El que escribe las notas a mi edición de
trabajo (Planeta/Martín
de Riquer)
no
tiene duda al respecto y, a juzgar por las tasas, aprobaciones y
privilegios de los censores que aparecen al comienzo de la Segunda
Parte, puede concluirse que ya cuando se escribió la obra -a
pesar de la ironía cervantina-
pasaba como una ridiculización moral de esta forma popular de
literatura, que
al parecer ya nadie leía.
Sin tener
en cuenta -o sí- algunas explicaciones o tranducciones leídas sobre
el
Quijote
diría
que ésta es una presuposición bastante
común.
Y
no voy a
negar que el Quijote
satirice a los libros de caballerías. Burla hay, y continuamente,
pero dejar aquí la cosa supondría no haber comprendido el Quijote
en absoluto. Es posible incluso que Cervantes comenzara a escribir
con este propósito, pensando en relatar algo entretenido sobre la
locura de alguien que quiere resucitar las andanzas caballerescas, y
de paso contar tantas otras sabrosas historias.
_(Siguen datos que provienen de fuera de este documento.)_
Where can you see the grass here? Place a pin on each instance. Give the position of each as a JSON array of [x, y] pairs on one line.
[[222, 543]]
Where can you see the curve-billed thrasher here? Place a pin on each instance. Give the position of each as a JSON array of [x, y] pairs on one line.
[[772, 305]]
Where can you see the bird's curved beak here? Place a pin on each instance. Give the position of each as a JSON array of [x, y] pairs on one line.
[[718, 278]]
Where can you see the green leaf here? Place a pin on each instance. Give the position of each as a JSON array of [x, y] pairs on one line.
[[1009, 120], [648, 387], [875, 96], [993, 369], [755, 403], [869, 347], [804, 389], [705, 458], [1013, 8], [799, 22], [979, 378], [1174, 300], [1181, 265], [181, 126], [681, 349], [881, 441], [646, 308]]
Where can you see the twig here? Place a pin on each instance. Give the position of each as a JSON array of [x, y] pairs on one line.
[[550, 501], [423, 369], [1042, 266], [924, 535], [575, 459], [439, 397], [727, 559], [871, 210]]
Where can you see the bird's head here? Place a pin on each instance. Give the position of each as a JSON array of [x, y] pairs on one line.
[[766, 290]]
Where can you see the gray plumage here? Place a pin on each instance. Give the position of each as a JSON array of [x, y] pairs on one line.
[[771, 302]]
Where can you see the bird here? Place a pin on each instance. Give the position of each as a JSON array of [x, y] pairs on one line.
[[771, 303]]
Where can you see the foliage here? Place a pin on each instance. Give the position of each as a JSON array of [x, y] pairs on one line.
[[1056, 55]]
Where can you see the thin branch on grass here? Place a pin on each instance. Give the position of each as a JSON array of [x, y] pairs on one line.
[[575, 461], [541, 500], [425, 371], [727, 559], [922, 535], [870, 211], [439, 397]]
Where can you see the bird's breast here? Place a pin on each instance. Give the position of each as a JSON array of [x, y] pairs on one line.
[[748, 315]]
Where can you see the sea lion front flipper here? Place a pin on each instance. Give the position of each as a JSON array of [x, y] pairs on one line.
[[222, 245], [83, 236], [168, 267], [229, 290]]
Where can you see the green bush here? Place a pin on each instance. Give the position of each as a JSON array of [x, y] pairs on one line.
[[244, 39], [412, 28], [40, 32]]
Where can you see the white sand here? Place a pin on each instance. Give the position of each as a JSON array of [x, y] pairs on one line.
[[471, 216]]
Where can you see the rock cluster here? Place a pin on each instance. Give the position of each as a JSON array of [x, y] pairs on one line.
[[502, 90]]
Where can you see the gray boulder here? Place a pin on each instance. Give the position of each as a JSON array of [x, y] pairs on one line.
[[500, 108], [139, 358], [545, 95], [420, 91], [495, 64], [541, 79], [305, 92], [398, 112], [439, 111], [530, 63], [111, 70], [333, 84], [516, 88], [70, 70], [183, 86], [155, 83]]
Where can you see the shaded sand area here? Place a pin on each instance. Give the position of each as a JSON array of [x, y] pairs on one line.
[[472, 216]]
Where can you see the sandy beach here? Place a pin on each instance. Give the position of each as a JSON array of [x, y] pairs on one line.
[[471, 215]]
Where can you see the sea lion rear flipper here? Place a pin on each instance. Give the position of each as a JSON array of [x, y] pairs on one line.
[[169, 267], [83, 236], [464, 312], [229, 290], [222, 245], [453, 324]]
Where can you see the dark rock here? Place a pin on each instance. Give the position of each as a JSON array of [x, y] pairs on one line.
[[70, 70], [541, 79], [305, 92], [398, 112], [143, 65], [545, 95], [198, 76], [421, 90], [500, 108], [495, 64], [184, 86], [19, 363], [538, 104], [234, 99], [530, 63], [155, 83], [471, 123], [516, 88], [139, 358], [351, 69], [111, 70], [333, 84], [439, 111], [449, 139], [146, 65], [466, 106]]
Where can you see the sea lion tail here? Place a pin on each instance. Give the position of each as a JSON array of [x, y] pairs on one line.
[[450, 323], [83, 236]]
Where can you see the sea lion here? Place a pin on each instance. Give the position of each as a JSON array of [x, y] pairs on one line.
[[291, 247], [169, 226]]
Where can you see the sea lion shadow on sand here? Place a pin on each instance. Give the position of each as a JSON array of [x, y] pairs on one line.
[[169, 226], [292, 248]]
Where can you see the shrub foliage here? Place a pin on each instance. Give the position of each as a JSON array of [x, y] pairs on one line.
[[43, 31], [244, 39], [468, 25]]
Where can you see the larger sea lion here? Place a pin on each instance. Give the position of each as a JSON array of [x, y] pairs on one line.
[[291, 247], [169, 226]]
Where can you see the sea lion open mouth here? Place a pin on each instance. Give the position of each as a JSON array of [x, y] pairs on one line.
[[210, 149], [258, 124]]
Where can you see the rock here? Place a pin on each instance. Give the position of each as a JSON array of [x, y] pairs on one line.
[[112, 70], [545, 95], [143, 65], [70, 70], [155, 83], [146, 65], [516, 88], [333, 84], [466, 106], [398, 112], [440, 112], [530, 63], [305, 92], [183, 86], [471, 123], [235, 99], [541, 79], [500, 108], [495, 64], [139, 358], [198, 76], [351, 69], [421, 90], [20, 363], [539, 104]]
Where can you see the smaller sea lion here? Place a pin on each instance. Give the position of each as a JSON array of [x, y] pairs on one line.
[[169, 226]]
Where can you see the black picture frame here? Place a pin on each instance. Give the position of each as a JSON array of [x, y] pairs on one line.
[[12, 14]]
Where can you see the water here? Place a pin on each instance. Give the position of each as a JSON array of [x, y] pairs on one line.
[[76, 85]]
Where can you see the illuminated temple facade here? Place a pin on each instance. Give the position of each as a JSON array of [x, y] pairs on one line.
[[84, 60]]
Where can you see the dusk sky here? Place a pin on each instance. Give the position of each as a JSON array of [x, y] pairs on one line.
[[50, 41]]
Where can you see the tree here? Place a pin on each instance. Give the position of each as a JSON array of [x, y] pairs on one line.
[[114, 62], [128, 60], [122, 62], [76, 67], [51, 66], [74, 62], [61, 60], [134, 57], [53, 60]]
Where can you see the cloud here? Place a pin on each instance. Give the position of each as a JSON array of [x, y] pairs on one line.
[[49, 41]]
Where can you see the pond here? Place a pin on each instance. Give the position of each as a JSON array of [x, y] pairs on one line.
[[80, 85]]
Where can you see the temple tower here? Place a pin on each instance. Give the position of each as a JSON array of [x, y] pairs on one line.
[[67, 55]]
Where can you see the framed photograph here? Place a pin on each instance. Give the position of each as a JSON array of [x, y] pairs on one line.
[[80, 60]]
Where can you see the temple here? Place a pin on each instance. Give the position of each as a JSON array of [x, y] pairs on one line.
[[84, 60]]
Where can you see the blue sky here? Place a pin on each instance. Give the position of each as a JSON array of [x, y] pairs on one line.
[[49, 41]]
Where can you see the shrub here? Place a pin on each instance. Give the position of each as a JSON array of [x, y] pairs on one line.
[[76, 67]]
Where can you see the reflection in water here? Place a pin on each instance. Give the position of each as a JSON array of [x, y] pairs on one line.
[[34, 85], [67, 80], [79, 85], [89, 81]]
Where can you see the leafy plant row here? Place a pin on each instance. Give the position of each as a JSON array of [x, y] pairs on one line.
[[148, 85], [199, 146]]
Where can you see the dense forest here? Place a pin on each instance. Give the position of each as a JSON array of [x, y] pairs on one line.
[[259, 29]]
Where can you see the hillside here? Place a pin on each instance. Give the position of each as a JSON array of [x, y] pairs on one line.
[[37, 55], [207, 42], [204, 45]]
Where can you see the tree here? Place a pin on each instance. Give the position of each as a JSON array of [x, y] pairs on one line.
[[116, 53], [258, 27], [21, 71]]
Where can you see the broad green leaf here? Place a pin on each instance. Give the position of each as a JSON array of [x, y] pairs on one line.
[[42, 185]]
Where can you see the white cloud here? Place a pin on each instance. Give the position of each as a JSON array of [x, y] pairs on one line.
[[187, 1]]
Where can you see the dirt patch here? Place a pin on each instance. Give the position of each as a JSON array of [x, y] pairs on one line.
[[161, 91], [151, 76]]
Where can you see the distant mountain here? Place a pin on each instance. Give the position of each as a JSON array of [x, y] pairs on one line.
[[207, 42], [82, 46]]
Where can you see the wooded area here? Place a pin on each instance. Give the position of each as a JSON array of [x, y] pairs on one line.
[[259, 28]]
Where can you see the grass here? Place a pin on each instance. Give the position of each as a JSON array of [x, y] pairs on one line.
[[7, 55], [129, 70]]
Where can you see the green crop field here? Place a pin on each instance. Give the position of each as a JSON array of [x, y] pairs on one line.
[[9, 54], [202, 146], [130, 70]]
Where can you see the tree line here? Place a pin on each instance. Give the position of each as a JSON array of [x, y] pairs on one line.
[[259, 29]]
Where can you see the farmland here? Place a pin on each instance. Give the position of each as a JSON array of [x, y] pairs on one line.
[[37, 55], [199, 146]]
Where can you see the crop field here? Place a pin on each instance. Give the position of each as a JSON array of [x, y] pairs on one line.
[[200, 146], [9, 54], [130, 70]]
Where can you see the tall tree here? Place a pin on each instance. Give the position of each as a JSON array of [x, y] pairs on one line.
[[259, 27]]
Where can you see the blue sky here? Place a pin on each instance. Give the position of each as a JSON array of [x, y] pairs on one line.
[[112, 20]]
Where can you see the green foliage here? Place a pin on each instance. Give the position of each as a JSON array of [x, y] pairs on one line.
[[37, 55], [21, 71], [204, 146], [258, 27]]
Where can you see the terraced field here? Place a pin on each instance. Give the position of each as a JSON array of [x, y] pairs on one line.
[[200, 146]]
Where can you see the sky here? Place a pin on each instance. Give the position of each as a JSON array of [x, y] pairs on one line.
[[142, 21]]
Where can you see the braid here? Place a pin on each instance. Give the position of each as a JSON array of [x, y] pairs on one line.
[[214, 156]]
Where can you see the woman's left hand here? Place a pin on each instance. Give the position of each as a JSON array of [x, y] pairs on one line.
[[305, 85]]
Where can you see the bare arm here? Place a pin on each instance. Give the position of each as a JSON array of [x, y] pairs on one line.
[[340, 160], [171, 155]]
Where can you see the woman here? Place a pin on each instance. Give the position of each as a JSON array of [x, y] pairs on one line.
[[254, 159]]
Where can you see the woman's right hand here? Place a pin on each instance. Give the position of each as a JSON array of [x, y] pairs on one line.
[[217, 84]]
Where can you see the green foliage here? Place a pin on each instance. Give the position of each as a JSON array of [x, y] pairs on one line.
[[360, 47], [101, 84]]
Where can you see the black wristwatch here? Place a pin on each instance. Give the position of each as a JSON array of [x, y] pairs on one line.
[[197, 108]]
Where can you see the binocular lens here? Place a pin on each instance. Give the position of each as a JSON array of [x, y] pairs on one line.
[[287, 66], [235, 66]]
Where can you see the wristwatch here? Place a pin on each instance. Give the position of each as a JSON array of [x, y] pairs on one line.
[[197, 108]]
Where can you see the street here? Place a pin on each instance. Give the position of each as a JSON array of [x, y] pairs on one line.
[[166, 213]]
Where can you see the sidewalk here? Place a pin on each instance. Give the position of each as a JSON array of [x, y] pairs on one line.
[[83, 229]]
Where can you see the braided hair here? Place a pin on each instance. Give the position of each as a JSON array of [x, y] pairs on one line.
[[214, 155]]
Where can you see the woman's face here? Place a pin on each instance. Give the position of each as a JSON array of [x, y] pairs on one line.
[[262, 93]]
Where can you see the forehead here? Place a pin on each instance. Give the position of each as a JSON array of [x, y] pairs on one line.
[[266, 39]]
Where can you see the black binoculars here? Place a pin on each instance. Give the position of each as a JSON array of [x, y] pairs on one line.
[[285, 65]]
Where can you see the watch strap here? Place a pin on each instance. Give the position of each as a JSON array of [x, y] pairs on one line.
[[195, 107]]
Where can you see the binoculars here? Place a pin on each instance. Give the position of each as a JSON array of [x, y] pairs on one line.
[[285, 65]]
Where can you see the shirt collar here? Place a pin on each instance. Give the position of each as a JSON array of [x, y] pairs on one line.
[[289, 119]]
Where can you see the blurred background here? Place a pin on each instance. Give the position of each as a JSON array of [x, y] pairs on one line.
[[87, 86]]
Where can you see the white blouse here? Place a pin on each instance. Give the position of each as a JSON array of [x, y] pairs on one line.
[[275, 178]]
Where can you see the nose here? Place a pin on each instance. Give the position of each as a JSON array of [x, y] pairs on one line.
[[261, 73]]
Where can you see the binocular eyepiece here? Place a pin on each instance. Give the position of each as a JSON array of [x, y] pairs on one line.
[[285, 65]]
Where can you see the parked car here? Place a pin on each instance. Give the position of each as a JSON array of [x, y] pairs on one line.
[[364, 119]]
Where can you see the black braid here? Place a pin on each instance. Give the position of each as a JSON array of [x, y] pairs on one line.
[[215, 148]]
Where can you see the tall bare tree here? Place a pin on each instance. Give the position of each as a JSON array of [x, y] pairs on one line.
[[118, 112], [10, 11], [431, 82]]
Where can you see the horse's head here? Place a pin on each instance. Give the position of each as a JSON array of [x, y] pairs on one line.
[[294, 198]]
Ahora bien, sí
afirmo que, como sucede necesariamente en el arte, con
frecuencia el
producto supera –o acabó superando– las intenciones originales o
conscientes del autor. No
es que Cervantes “tocara la flauta”, para nada, don Miguel es el
más grande de cuantos escritores ha dado la tierra.
Desde esta perspectiva, determinar en qué punto de la escritura del
texto el autor empezó a asomarse a otros horizontes que no eran el
de la mera burla -hipótesis
a la que, reitero,
sin dudo me sumo-
resulta secundario.
Hay que pasar por encima decididamente de la idea “atrevida”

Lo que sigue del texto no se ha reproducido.